Even if that were all that LLVM let us do, it would be worth it, but…
Wait, there’s more!
Before, we ran without optimizations to keep the output simple, lets see what happens we turn them on:
define void @body(i32* %ops, i32* %registers) {
entry:
%tmp1.i = getelementptr i32* %ops, i32 1 ; [#uses=1]
%tmp2.i = load i32* %tmp1.i, align 4 ; [#uses=1]
%tmp4.i = getelementptr i32* %ops, i32 2 ; [#uses=1]
%tmp5.i = load i32* %tmp4.i, align 4 ; [#uses=1]
%tmp7.i = getelementptr i32* %registers, i32 %tmp2.i ; [#uses=1]
store i32 %tmp5.i, i32* %tmp7.i, align 4
%tmp3 = getelementptr i32* %ops, i32 3 ; [#uses=3]
%tmp1.i7 = getelementptr i32* %tmp3, i32 1 ; [#uses=1]
%tmp2.i8 = load i32* %tmp1.i7, align 4 ; [#uses=1]
%tmp4.i9 = getelementptr i32* %tmp3, i32 2 ; [#uses=1]
%tmp5.i10 = load i32* %tmp4.i9, align 4 ; [#uses=1]
%tmp7.i11 = getelementptr i32* %registers, i32 %tmp5.i10 ; [#uses=1]
%tmp8.i = load i32* %tmp7.i11, align 4 ; [#uses=1]
%tmp10.i = getelementptr i32* %tmp3, i32 3 ; [#uses=1]
%tmp11.i = load i32* %tmp10.i, align 4 ; [#uses=1]
%tmp12.i = add i32 %tmp11.i, %tmp8.i ; [#uses=1]
%tmp14.i = getelementptr i32* %registers, i32 %tmp2.i8 ; [#uses=1]

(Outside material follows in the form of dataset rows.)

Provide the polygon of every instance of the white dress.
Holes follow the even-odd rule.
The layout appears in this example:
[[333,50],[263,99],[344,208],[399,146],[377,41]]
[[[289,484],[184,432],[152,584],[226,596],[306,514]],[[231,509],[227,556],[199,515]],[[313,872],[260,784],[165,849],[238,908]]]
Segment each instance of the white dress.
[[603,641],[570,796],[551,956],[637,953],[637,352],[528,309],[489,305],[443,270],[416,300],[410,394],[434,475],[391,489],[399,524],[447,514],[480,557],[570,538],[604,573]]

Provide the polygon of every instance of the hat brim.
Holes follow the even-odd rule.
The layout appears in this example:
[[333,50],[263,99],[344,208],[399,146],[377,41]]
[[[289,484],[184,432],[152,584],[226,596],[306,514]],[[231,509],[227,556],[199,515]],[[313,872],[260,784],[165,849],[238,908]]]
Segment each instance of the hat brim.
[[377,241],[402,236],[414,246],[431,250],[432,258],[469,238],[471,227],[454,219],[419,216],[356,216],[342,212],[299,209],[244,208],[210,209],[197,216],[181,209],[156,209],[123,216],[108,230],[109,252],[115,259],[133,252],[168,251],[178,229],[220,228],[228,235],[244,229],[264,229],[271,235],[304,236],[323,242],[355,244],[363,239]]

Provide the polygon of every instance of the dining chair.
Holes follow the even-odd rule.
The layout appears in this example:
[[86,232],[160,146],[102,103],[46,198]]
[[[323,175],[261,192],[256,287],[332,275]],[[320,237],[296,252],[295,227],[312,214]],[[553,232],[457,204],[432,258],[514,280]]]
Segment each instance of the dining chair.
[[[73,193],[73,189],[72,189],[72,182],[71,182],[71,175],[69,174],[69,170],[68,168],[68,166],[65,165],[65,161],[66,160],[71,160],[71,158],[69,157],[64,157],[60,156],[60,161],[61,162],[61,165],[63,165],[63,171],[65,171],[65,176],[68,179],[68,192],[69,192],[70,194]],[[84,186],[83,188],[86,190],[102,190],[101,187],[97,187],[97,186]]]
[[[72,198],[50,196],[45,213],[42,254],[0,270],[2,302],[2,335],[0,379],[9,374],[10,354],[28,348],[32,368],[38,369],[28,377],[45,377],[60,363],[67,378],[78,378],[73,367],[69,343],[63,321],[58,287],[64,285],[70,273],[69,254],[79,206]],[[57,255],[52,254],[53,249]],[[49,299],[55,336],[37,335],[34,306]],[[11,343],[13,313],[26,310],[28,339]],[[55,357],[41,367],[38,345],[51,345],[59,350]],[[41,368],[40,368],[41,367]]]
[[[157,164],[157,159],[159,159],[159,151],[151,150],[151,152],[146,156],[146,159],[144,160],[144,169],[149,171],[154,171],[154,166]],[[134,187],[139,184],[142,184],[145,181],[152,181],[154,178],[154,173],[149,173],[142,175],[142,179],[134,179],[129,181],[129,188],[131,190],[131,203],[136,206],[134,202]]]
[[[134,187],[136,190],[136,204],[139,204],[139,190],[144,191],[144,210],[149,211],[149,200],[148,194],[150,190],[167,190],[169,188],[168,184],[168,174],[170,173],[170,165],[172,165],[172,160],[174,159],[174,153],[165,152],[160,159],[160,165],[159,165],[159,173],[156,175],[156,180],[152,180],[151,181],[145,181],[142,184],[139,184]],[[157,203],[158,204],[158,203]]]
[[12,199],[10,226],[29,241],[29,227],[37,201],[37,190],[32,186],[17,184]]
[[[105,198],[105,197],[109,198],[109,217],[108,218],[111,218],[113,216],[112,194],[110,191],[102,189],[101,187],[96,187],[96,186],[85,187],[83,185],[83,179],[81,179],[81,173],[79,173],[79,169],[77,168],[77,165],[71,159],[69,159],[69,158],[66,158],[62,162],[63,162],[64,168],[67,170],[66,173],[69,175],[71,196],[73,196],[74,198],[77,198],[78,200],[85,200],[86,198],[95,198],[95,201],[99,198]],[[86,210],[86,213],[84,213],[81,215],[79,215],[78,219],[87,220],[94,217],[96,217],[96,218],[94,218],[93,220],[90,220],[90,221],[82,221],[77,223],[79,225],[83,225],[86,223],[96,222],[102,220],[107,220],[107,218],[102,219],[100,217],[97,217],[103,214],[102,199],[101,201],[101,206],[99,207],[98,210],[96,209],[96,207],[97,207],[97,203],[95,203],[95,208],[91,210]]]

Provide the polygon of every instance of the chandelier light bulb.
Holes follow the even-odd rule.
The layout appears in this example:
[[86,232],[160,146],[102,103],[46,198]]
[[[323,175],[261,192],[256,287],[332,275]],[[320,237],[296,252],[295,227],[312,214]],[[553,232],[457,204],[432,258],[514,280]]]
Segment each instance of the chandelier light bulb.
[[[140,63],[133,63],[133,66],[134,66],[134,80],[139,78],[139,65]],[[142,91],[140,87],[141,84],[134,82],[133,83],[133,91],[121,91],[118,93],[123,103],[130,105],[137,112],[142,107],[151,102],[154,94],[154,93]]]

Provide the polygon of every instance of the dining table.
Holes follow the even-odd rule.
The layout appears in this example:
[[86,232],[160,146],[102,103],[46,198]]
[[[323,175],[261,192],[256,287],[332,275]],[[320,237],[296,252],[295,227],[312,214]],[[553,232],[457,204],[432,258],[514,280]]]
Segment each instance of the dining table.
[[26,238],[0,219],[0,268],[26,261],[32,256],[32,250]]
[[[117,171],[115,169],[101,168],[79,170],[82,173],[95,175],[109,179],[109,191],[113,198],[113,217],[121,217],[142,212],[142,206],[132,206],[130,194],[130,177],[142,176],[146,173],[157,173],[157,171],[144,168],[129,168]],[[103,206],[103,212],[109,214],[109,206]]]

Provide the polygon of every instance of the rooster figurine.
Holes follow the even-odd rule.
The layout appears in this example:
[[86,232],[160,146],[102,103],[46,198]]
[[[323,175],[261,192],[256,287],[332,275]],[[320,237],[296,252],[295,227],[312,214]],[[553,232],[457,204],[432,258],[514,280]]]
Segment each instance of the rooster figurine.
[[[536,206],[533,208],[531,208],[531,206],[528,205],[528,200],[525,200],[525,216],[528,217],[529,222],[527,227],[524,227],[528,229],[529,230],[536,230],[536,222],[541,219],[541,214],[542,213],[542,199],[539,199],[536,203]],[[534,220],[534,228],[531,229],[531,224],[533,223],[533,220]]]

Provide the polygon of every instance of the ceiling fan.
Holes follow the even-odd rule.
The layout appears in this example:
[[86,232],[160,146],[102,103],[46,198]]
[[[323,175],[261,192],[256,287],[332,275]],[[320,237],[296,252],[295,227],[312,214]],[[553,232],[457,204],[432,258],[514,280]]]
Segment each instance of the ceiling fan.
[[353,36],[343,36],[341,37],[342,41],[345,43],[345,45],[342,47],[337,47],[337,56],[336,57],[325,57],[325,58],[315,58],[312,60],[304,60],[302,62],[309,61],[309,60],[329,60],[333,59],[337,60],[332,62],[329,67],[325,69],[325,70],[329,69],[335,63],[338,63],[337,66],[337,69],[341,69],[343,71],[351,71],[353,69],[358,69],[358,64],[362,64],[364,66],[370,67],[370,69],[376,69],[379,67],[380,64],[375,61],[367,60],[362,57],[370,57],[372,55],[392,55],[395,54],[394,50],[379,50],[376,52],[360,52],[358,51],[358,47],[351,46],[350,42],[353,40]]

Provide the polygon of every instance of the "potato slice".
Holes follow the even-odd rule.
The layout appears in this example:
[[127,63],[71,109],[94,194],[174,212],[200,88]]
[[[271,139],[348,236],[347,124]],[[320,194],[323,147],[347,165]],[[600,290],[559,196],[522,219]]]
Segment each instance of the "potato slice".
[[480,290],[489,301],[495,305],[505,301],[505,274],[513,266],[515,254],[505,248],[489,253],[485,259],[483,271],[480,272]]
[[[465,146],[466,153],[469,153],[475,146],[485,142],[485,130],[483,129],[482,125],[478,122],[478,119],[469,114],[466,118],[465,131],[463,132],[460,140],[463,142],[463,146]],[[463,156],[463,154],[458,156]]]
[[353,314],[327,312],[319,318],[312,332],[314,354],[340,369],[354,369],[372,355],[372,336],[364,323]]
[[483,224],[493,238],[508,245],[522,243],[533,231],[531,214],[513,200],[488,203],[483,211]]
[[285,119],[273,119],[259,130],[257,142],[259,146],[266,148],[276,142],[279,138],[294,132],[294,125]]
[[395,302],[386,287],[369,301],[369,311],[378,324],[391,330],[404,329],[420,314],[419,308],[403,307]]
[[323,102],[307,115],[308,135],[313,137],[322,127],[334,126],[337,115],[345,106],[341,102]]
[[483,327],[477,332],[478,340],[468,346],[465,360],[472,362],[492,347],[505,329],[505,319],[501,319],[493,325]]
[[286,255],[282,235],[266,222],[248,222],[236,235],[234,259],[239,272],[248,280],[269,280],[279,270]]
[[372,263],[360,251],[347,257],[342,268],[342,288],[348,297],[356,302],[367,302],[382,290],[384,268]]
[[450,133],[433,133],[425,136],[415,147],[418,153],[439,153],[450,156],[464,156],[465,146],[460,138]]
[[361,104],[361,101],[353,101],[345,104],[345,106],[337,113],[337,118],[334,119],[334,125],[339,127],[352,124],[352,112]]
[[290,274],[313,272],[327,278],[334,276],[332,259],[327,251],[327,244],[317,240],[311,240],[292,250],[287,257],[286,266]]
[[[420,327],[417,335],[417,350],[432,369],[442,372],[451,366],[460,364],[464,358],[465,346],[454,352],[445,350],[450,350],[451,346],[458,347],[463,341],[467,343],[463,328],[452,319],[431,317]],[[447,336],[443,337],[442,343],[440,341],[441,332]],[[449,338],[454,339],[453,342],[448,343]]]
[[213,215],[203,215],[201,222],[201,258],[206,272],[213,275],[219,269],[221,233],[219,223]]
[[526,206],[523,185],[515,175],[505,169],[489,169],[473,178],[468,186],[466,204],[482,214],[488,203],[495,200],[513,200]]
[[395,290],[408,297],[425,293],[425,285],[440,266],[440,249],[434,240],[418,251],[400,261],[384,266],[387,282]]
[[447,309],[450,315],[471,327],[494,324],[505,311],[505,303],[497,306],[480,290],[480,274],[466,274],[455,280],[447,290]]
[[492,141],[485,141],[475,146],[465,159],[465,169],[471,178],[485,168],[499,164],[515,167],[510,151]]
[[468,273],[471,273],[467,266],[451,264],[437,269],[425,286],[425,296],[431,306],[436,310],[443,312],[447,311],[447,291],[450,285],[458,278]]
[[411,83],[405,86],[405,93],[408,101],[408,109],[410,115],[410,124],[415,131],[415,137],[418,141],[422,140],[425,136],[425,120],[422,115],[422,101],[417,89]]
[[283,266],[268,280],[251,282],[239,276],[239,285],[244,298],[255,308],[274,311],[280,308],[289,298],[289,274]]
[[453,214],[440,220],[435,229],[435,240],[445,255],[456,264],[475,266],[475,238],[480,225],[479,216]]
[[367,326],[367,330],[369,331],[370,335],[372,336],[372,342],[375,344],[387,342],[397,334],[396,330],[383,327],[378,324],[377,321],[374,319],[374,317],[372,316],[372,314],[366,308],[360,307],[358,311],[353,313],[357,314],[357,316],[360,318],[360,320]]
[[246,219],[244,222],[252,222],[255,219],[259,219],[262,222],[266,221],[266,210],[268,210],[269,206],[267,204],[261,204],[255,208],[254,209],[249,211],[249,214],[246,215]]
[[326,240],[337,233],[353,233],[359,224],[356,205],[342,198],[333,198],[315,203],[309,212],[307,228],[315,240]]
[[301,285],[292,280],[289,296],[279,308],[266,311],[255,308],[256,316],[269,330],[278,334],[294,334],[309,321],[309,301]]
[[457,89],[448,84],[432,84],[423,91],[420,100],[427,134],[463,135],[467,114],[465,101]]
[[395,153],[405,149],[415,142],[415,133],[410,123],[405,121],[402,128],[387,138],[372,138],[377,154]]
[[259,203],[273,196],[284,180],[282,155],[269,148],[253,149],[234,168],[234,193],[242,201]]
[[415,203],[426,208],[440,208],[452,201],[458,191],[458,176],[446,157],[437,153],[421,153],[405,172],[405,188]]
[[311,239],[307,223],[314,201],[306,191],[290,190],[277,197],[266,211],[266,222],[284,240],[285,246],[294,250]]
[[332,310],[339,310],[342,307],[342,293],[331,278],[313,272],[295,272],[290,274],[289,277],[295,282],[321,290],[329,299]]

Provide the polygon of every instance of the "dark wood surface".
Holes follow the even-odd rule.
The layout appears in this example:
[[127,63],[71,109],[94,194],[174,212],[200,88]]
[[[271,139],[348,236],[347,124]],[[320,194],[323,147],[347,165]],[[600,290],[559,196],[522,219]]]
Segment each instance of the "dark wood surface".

store i32 %tmp12.i, i32* %tmp14.i, align 4
%tmp31 = getelementptr i32* %ops, i32 4 ; [#uses=1]
%tmp1.i2 = getelementptr i32* %tmp31, i32 1 ; [#uses=1]
%tmp2.i3 = load i32* %tmp1.i2, align 4 ; [#uses=1]
%tmp4.i4 = getelementptr i32* %registers, i32 %tmp2.i3 ; [#uses=1]
%tmp5.i5 = load i32* %tmp4.i4, align 4 ; [#uses=1]
%tmp7.i6 = call i32 (i8*, ...)* @printf( i8* getelementptr ([7 x i8]* @.str, i32 0, i32 0), i32 %tmp5.i5 ) nounwind ; [#uses=0]
ret void
}
=> 7
WOW! Now we’re cooking with hot flaming nuclear power! LLVM has the extra mile and rather than just calling our functions that implement each instruction, it’s inlined all that code directly into our dynamically generated function! This means A LOT of additional overhead is discarded because, since our functions themselves did simple operations like store into memory or add 2 numbers, that code is now run a lot more quickly.
It’s commonly known that inlining can dramatically improve performance because it eliminates the over head of function calls (spilling and reload registers, stack frames, etc). And LLVM has just given us a powerful form of that for free.
This doesn’t allow for inlining across things like the kind of method call that Ruby does, but it puts us on the track to being able to feed LLVM enough information to do just that.
LLVM is an amazing piece of software. I can’t wait to start using it more.